Connaissez-vous CE film d’horreur ? Celui où le personnage principal est au bord de l'accident ? Où l'on détourne le regard pour ne pas voir l'impact ? Eh bien, en 2022, j'ai été l'héroïne de mon propre film d'épouvante.

Après avoir entendu les mots fatidiques « possible amputation », j'ai cru que tout s'effondrait. Mon travail, mes activités, mes passions… TOUT. Heureusement, le médecin a annoncé que seuls ma cheville et mon péroné étaient cassés. Un soulagement ! Je pouvais continuer mon métier. Ah oui, précisons-le : je suis policière.

Les premières semaines

Les premières semaines sont un cauchemar. Étant sous l'emprise de médicaments qui m’empêchent de réfléchir et me déplaçant, avec difficulté, en déambulateur, mon moral n'est pas optimal. Habituée à vivre à cent milles à l’heure, je me retrouve clouée sur un divan, la jambe immobilisée pour éviter un caillot de sang. Deux plaques, huit vis, ma mobilité est réduite à néant.

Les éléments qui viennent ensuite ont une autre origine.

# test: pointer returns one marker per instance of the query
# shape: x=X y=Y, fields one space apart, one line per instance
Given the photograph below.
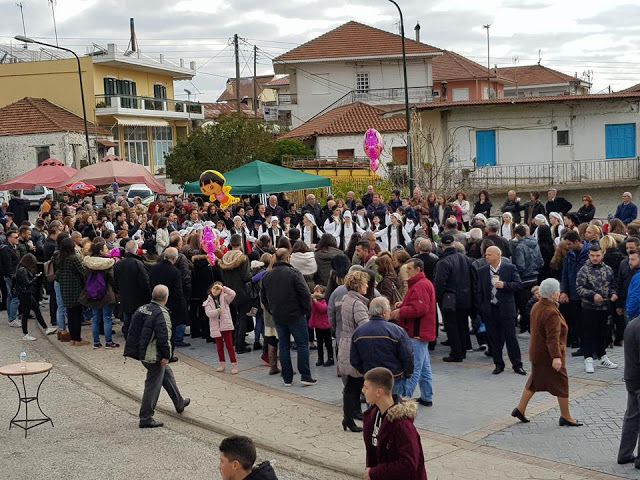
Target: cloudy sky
x=589 y=36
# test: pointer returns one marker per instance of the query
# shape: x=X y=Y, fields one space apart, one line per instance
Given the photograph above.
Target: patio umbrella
x=114 y=169
x=50 y=173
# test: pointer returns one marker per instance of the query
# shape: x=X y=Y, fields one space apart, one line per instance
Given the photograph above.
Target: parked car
x=36 y=195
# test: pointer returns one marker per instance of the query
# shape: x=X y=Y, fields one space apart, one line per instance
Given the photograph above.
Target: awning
x=141 y=122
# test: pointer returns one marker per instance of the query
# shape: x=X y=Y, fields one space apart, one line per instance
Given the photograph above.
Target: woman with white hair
x=547 y=348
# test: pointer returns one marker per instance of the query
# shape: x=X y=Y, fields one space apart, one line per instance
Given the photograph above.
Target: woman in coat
x=354 y=312
x=547 y=349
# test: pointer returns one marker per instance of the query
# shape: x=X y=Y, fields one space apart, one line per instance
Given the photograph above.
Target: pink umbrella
x=50 y=173
x=114 y=169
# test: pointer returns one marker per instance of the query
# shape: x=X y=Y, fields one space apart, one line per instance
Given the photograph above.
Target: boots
x=350 y=403
x=273 y=360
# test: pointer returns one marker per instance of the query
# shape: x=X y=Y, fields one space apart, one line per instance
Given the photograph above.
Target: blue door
x=485 y=148
x=620 y=140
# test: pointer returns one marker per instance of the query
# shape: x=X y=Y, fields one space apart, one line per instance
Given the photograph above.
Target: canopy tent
x=50 y=173
x=114 y=169
x=260 y=177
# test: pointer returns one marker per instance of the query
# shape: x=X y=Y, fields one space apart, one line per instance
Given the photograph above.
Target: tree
x=231 y=142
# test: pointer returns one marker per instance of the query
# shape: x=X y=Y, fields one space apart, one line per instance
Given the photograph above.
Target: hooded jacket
x=398 y=454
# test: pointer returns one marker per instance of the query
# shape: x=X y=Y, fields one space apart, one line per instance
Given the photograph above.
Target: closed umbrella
x=114 y=169
x=50 y=173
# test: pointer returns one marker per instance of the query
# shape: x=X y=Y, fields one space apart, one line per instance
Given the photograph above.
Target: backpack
x=95 y=287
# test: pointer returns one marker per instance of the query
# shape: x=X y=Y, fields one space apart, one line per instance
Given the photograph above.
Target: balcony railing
x=588 y=172
x=110 y=104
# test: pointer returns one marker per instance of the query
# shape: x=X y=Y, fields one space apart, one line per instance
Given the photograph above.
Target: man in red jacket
x=394 y=450
x=417 y=315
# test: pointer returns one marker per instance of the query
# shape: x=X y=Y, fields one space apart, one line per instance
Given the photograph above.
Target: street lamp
x=22 y=38
x=406 y=100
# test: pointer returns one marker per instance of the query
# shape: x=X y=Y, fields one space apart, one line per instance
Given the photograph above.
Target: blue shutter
x=485 y=148
x=620 y=140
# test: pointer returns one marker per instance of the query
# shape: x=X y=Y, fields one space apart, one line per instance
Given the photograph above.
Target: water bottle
x=23 y=359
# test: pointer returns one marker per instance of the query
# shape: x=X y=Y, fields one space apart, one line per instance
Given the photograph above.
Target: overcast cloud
x=601 y=37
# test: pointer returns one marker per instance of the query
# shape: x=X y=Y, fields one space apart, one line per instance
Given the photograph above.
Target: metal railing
x=546 y=174
x=147 y=103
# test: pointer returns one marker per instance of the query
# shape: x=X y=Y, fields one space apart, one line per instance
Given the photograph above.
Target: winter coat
x=354 y=313
x=102 y=266
x=219 y=313
x=594 y=279
x=398 y=454
x=305 y=262
x=318 y=317
x=323 y=260
x=378 y=343
x=528 y=259
x=131 y=282
x=285 y=294
x=418 y=310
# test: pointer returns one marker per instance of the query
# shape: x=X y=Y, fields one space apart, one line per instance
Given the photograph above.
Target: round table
x=22 y=370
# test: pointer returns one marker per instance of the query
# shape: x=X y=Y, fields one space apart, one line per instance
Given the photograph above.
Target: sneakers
x=605 y=362
x=588 y=365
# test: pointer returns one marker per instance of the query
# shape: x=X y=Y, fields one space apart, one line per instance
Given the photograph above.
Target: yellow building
x=129 y=94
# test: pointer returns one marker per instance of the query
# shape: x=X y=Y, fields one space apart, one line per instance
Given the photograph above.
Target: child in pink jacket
x=320 y=321
x=216 y=306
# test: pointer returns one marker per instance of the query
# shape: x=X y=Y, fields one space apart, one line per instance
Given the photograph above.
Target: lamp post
x=406 y=101
x=22 y=38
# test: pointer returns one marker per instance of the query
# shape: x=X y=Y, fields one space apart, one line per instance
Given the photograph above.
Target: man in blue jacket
x=378 y=343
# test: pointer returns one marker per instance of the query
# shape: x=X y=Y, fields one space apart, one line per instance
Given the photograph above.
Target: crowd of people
x=364 y=282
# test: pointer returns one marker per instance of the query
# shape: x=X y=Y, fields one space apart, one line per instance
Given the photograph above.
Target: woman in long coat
x=547 y=349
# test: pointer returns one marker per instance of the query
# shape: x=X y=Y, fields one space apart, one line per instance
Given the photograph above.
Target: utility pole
x=255 y=83
x=235 y=46
x=488 y=26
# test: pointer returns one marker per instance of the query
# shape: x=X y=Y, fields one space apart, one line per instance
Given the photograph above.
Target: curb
x=218 y=428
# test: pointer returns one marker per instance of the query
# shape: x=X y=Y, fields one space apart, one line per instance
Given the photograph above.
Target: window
x=399 y=155
x=162 y=146
x=136 y=145
x=320 y=84
x=362 y=82
x=562 y=137
x=620 y=140
x=460 y=94
x=42 y=153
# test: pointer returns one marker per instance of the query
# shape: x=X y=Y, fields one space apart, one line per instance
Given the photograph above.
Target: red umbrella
x=50 y=173
x=114 y=169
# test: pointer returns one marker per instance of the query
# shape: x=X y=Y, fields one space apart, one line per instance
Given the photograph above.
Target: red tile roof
x=352 y=119
x=246 y=87
x=355 y=40
x=535 y=75
x=509 y=101
x=38 y=115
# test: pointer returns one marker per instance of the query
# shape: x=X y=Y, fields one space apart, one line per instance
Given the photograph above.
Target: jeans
x=12 y=302
x=61 y=313
x=421 y=372
x=103 y=314
x=297 y=328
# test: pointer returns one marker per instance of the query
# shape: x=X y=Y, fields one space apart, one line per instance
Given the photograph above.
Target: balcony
x=148 y=107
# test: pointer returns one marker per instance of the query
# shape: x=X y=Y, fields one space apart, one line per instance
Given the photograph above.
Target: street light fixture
x=406 y=101
x=25 y=39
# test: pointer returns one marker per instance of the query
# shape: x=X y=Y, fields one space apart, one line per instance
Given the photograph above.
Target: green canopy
x=260 y=177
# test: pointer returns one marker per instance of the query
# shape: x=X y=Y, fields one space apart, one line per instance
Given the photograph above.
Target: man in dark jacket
x=557 y=204
x=149 y=342
x=166 y=273
x=455 y=284
x=378 y=343
x=286 y=297
x=498 y=283
x=416 y=313
x=131 y=283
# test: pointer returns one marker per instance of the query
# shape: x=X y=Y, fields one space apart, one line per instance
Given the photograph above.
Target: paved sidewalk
x=304 y=422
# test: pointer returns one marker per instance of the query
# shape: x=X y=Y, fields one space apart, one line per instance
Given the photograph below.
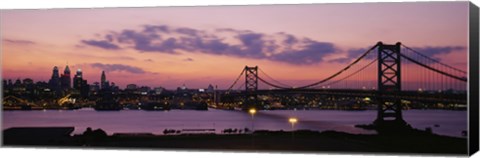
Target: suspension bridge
x=389 y=74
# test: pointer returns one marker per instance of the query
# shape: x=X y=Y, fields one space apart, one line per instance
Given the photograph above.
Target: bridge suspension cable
x=433 y=60
x=271 y=78
x=433 y=69
x=339 y=72
x=236 y=80
x=352 y=74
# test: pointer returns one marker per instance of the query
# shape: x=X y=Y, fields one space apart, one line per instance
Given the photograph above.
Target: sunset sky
x=198 y=46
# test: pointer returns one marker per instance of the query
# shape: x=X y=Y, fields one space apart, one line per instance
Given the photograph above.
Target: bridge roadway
x=425 y=96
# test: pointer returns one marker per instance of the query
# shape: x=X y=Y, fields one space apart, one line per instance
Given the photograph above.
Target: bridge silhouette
x=401 y=73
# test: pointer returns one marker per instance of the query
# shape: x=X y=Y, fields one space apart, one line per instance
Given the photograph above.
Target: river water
x=450 y=123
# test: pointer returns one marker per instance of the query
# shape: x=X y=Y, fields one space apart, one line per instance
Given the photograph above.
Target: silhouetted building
x=54 y=82
x=81 y=85
x=131 y=87
x=103 y=80
x=66 y=80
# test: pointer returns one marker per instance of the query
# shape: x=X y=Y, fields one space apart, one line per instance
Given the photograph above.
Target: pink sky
x=198 y=46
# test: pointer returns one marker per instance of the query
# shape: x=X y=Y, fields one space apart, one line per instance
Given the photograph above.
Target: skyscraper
x=77 y=80
x=103 y=80
x=55 y=81
x=66 y=79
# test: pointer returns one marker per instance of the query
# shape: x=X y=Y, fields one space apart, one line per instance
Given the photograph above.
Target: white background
x=68 y=153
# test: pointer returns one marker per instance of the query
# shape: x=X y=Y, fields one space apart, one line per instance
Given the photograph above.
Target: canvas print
x=360 y=77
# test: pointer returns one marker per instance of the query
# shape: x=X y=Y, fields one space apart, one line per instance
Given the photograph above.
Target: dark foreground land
x=414 y=141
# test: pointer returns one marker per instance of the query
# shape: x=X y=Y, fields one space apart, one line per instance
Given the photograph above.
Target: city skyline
x=211 y=45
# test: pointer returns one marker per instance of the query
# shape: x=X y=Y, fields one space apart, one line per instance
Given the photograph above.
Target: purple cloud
x=25 y=42
x=105 y=44
x=188 y=59
x=280 y=47
x=118 y=67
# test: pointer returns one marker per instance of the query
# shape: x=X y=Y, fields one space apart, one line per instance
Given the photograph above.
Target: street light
x=252 y=112
x=293 y=120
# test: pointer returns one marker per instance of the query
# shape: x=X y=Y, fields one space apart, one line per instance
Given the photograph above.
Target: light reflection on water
x=450 y=123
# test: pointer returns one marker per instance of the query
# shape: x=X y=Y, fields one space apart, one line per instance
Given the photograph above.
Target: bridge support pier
x=389 y=114
x=251 y=87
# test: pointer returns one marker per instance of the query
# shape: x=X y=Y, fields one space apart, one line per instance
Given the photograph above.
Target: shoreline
x=414 y=141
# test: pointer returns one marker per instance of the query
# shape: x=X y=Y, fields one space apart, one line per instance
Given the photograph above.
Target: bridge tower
x=389 y=86
x=251 y=87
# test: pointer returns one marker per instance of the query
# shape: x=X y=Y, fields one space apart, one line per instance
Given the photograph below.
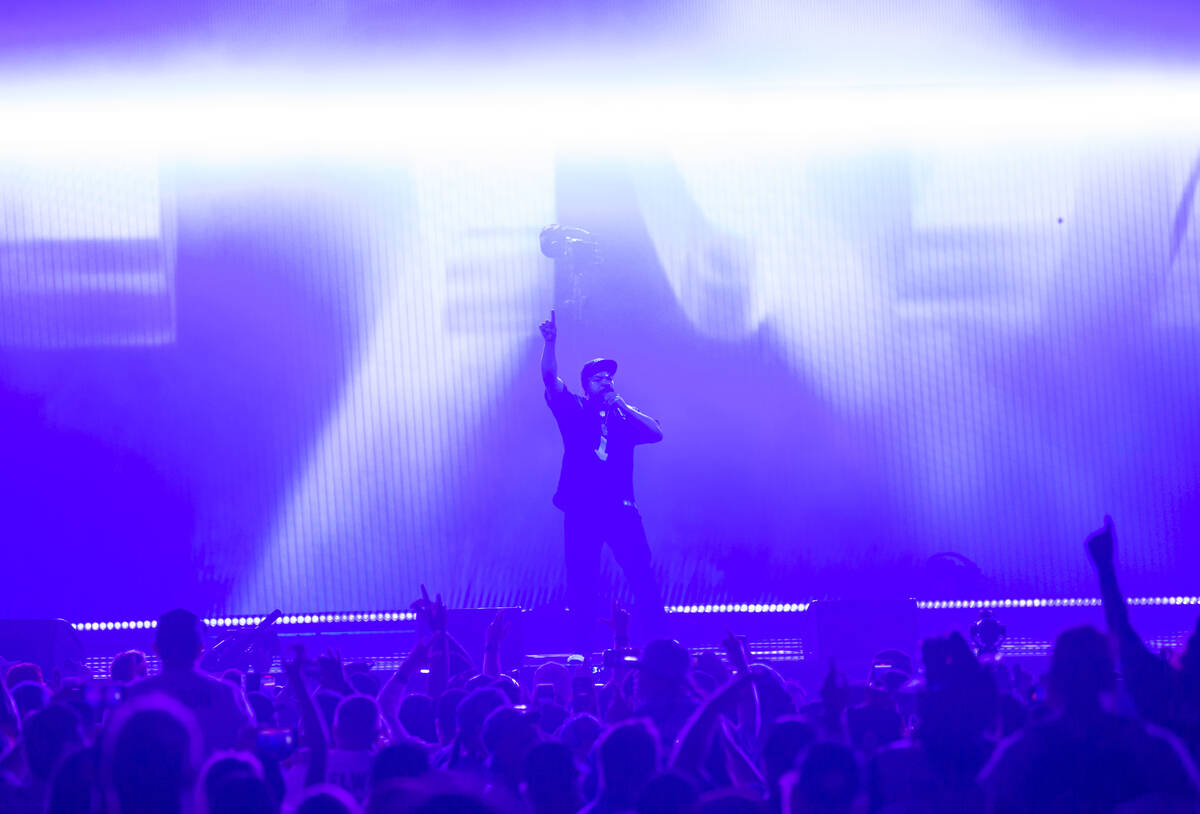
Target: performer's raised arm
x=549 y=357
x=648 y=429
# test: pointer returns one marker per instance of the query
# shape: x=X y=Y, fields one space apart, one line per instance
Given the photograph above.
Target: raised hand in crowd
x=331 y=672
x=497 y=629
x=618 y=622
x=312 y=726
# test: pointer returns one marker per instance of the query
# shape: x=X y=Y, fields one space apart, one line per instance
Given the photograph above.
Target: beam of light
x=280 y=120
x=462 y=286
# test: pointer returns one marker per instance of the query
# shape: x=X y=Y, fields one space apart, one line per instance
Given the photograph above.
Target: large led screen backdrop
x=313 y=384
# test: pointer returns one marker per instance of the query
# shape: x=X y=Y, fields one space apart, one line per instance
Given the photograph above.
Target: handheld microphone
x=564 y=241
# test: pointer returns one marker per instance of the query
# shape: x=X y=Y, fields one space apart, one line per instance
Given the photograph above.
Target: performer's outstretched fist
x=549 y=329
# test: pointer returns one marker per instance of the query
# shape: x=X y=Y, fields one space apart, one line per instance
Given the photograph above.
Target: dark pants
x=586 y=532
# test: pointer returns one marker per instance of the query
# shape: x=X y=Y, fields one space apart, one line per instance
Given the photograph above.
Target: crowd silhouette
x=1114 y=726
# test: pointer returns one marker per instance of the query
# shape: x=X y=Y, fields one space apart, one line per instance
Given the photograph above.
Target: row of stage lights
x=246 y=621
x=775 y=608
x=954 y=604
x=744 y=608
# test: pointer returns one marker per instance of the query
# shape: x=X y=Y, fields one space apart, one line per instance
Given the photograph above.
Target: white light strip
x=375 y=617
x=1079 y=602
x=276 y=120
x=756 y=608
x=370 y=617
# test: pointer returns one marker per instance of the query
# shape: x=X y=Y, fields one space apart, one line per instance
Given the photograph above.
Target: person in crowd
x=150 y=758
x=129 y=666
x=1163 y=693
x=628 y=759
x=1089 y=758
x=220 y=708
x=595 y=486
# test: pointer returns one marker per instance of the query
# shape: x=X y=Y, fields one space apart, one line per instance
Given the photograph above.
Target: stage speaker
x=468 y=626
x=852 y=632
x=48 y=644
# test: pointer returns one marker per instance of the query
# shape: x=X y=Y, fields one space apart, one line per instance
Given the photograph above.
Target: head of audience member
x=509 y=686
x=447 y=711
x=75 y=786
x=364 y=683
x=328 y=798
x=508 y=736
x=30 y=696
x=1189 y=662
x=551 y=779
x=556 y=676
x=958 y=701
x=149 y=758
x=405 y=759
x=669 y=794
x=129 y=666
x=628 y=759
x=264 y=710
x=357 y=723
x=827 y=780
x=473 y=711
x=49 y=735
x=327 y=701
x=179 y=639
x=580 y=734
x=220 y=768
x=663 y=670
x=1081 y=670
x=551 y=717
x=243 y=794
x=875 y=723
x=418 y=716
x=21 y=672
x=774 y=699
x=786 y=741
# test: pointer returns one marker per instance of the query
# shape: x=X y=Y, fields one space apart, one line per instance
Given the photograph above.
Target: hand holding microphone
x=616 y=402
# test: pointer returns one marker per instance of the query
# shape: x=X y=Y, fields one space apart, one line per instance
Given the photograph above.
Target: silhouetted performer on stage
x=595 y=486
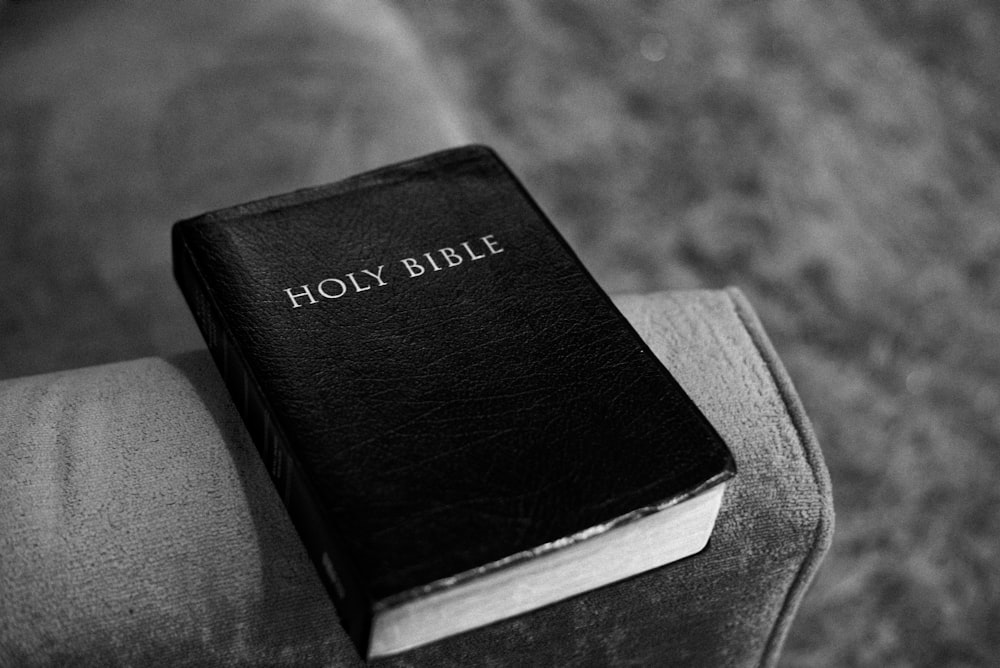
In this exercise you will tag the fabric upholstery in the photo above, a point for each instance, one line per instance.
(138, 526)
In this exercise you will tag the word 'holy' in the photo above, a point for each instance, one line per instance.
(363, 280)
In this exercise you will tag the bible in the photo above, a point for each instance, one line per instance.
(461, 424)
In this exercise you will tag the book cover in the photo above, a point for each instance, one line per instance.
(444, 397)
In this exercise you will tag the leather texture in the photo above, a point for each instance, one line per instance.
(139, 527)
(453, 418)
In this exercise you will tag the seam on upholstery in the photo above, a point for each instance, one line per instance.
(823, 533)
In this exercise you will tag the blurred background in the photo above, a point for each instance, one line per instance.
(836, 160)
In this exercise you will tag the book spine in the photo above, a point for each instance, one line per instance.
(335, 571)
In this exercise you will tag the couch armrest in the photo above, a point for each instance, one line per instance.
(137, 524)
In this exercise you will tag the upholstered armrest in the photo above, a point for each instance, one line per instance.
(137, 525)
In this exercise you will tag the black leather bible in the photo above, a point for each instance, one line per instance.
(461, 424)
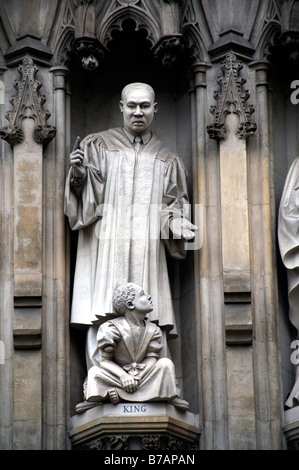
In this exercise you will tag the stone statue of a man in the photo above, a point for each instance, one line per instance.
(126, 193)
(288, 237)
(129, 367)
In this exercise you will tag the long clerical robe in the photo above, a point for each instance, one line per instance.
(123, 213)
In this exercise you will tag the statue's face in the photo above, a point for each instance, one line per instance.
(143, 301)
(138, 108)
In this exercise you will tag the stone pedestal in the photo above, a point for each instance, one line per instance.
(135, 426)
(291, 427)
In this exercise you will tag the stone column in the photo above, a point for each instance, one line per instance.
(231, 327)
(56, 282)
(266, 361)
(211, 351)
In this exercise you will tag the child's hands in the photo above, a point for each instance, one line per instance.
(129, 384)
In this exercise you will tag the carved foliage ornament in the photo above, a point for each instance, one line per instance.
(231, 98)
(27, 103)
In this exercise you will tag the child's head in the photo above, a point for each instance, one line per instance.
(130, 296)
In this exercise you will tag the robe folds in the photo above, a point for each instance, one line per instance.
(117, 343)
(123, 213)
(288, 237)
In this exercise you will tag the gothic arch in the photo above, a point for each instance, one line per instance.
(141, 19)
(195, 43)
(63, 46)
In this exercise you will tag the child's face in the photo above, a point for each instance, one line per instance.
(143, 301)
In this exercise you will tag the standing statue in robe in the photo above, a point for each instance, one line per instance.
(288, 237)
(126, 193)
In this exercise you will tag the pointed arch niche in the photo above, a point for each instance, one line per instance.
(95, 99)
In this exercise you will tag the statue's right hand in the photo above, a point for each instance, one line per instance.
(77, 163)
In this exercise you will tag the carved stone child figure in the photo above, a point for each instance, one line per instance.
(129, 365)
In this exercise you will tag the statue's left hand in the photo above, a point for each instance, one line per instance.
(183, 228)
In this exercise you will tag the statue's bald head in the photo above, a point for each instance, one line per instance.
(136, 85)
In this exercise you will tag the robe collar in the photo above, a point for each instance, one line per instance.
(145, 137)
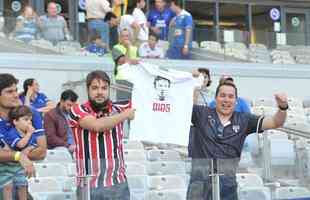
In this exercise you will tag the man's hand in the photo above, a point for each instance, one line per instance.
(281, 100)
(130, 113)
(27, 165)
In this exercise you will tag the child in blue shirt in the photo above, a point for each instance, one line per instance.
(22, 136)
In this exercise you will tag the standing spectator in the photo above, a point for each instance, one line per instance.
(27, 25)
(31, 96)
(241, 104)
(21, 137)
(159, 19)
(11, 161)
(53, 26)
(96, 45)
(96, 11)
(56, 124)
(140, 18)
(98, 131)
(124, 22)
(182, 23)
(151, 49)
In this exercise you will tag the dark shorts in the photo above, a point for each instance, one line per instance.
(116, 192)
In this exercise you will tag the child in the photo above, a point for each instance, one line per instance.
(21, 137)
(96, 45)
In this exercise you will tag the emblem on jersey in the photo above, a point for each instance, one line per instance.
(162, 87)
(236, 128)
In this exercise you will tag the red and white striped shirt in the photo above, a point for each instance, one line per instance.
(98, 154)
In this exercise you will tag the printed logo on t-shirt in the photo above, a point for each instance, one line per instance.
(161, 100)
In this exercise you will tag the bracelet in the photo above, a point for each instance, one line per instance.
(283, 108)
(17, 156)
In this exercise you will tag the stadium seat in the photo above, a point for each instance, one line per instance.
(133, 144)
(291, 193)
(50, 170)
(163, 155)
(166, 182)
(254, 193)
(165, 168)
(249, 180)
(166, 195)
(135, 156)
(58, 156)
(135, 168)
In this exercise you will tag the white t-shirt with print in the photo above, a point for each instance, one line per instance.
(163, 100)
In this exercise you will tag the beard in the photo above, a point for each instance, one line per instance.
(97, 107)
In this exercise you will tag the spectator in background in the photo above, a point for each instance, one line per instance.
(124, 22)
(21, 137)
(27, 26)
(31, 96)
(159, 19)
(140, 18)
(96, 11)
(97, 127)
(241, 103)
(53, 26)
(11, 162)
(181, 41)
(202, 94)
(96, 45)
(151, 49)
(56, 124)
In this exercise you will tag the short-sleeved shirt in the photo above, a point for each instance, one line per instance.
(39, 102)
(241, 106)
(213, 140)
(182, 22)
(99, 153)
(13, 136)
(161, 20)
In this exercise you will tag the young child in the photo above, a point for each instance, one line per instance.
(21, 137)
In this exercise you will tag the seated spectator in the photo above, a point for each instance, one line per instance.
(151, 49)
(53, 26)
(181, 40)
(96, 45)
(124, 22)
(140, 18)
(58, 132)
(202, 94)
(21, 137)
(126, 48)
(33, 98)
(27, 25)
(241, 104)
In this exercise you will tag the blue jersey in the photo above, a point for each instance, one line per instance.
(241, 106)
(182, 22)
(39, 102)
(13, 136)
(161, 20)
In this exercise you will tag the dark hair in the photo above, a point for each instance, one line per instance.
(109, 16)
(7, 80)
(206, 71)
(18, 112)
(154, 35)
(28, 82)
(226, 84)
(69, 95)
(98, 74)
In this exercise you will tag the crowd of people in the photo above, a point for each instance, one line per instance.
(166, 21)
(93, 133)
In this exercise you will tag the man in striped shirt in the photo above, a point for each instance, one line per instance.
(98, 132)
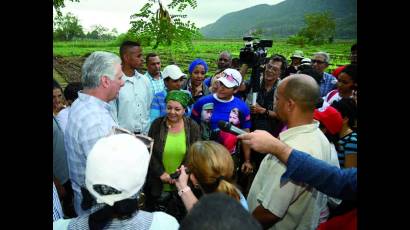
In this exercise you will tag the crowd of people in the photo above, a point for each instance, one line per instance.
(148, 151)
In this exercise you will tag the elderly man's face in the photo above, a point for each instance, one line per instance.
(116, 84)
(319, 64)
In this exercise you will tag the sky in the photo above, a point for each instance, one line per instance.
(116, 13)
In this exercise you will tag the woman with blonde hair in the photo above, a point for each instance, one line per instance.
(211, 169)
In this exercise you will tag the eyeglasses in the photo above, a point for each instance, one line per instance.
(318, 61)
(148, 141)
(272, 68)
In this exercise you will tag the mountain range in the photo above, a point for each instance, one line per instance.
(284, 19)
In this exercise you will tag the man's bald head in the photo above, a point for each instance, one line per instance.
(302, 89)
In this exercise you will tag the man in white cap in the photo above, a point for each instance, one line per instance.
(296, 59)
(173, 79)
(224, 103)
(115, 174)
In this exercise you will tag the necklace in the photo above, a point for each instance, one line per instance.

Mon sommeil est tendu. Je fais des cauchemars. Je me réveille en sursaut, à vrai dire, je sursaute tout le temps. Je revois l’événement dans ma tête, cela semble si réel. J’ai mal, tellement mal à ma jambe. Pourtant, je ne devrais pas avoir mal à ce point, avec la quantité de médicaments que je prends. Je ne ressens aucune émotion, excepté la colère. J’oublie sans cesse des choses qui sont toutefois importantes. Ah, je comprends… Je suis en choc post-traumatique (TSPT).

J’essaie de rationaliser. Je suis en vie, ma jambe est intacte, je vis présentement chez ma sœur en plus de voir mes amis lors de visites.

Pourtant, je ressens un vide au fond de moi. J’ai l’impression que tout cela est injuste. Cela aurait pu être évité. Je suis consciente qu’une décision hors de mon contrôle a été prise et cela a mené à mon accident. J’ai fait mon devoir en tant que policière. J’ai voulu aider un confrère. Je me demande constamment pourquoi ce collègue s'est exposé à un tel danger. Je vis de la colère continuellement. Je pleure trop souvent.

De l’ombre à la lumière

À mesure que les semaines passent, la lumière commence à percer l'obscurité. Les symptômes du TSPT s'estompent. Je réalise que ma carrière ne se terminera pas ainsi. J'ai encore tant à offrir, tant de personnes à aider.

J'ai beaucoup de chance. Actuellement chez ma sœur, je passe mes journées avec mon filleul âgé de seulement six mois. Je le vois grandir, évoluer, on apprend beaucoup l’un de l’autre. C'est une nouvelle expérience pour moi, n'ayant pas encore d'enfant. Ce nouveau rôle me plaît.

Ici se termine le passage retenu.